Natalie ha aprendido a gestionar su tiempo y el entrenamiento de una manera mucho más eficiente:  "Ahora, literalmente tengo que encontrar espacios de tiempo en mi día. Es casi como perder un autobús; si lo pierdo, entonces la oportunidad se ha ido porque tengo otros compromisos con los niños, etc. Entonces, si tengo ese tiempo, realmente tengo que hacer que esos momentos cuenten, entrenando sabiamente. Descubrí que realmente no puedo rendir con montones y montones de horas, o un gran kilometraje".  

[Img #57117]

El volumen ha sido dejado de lado a la hora de entrenar: "Tiendo a hacer calidad en cada sesión. Entonces, si tengo el lujo de un espacio de dos horas, incluyo intervalos y un umbral para asegurarme de obtener algo de eso, porque sé que no voy a poder comprometerme con un entrenamiento en bici de cuatro horas.”  Otro problema además del poco tiempo para entrenar es la escasa oportunidad de descanso:"¿Un 'día de descanso?, no sé que es eso. Mi descanso es correr detrás de cuatro niños. Eso sí, nunca pensé que fuera bendecida con habilidades de gestión del tiempo, pero rápidamente te das cuenta de que tienes que aprender a hacer eso si quieres que todo funcione. Yo lo he conseguido".  

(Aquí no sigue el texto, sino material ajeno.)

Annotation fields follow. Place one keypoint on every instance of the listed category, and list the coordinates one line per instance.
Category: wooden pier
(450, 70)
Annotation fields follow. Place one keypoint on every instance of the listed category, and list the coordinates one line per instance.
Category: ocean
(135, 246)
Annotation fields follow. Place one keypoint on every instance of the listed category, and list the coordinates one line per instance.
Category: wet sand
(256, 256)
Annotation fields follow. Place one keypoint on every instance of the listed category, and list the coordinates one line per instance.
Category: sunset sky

"Quería ser un modelo a seguir"

Natalie se siente muy orgullosa de lo que está consiguiendo a pesar de los enormes hándicaps que tiene que sortear cada día: "Quería ser un poco un modelo a seguir y decir mira, puedes tener hijos y aún así estar en un nivel y volver a ser profesional. Pero creo que cuando sopeso los pros y los contras y la parte realista de mi vida veo que es muy duro combinar todo". 

Habiendo tenido esos momentos difíciles hace más de una década cuando intentaba seguir ese camino Elite, le pregunté a Natalie si esta segunda vez era una parte mucho más equilibrada de su vida.    

La clave de cualquier sacrifico está en las recompensas que recibes: "Es verdad que es duro pero no lo haría si no sintiera como positivo mental y físicamente. A los que corren o hacen triatlón y siempre se están quejando siempre les digo lo mismo. "Nadie te obliga, si no disfrutas haciéndolo, entonces no lo hagas"".